The third and final part of the book examines the lessons to be learned from New York’s experiences for urban crime control, addresses a number of ’open questions’ about the cause(s) of the crime decline, and laments the continuing scarcity of academic work in this area. Despite the depth of analysis provided, there remain more questions than there are answers.
So what do we take from all of this? Well, Zimring’s optimism relates, it seems, to the bigger picture: ‘But what’s the big deal? With so much not known about urban crime – including the mix of forces that drove down rates in New York, the elements of policing required for street success, and the limits of crime reduction that can be produced by situational and specific area tactics – why regard the 20-year history of New York City as such a watershed? Finding as we have that the operating forces that produce epidemic levels of serious crime in the city are relatively superficial, that they are not essential elements of urban life, provides a decisive response to one of the deepest fears generated in the last third of the 20th century. We now know that life-threatening crime is not an incurable urban disease in the United States. (pp. 216–217)
In sum, Zimring’s book is a serious piece of scholarship but, as such, it is dry and rather dense in places. It is, as it should be, objectively based upon the empirical analysis that has been undertaken, and whilst that is one of its strengths, it means that it avoids the emotive aspects of some of the points that are discussed.
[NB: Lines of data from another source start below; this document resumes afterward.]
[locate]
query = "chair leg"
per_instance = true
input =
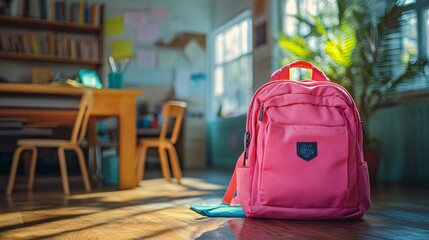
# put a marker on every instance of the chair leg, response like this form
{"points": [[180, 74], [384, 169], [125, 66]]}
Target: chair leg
{"points": [[63, 169], [13, 169], [83, 169], [174, 160], [141, 161], [32, 168], [164, 162]]}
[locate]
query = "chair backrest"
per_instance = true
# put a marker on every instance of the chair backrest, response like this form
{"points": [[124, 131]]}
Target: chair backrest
{"points": [[172, 110], [81, 122]]}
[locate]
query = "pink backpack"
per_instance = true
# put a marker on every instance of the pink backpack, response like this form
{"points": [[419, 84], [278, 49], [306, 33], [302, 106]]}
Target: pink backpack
{"points": [[303, 156]]}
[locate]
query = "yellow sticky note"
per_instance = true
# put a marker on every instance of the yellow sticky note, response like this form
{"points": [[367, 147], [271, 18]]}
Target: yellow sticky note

For me, this is particularly evident in the discussion of the impact of specific police tactics on members of poor and minority communities, who are disproportionately on the receiving end of ’blunt urban crime control’ and ’aggressive policing’. For Zimring this is reconciled because ‘the poor both pay more for aggressive street policing and benefit more to the extent that crime control efforts succeed’ (p. 205). Having spent much of my career researching policing and minority communities, including in New York City, I’m not convinced that the equation is quite that straightforward.
Nevertheless, this is a substantial contribution to the criminological literature and will be of specific interest to policy makers and others with an interest in urban crime control. For everyone else, it makes for very interesting reading indeed. Just get that good night’s sleep first.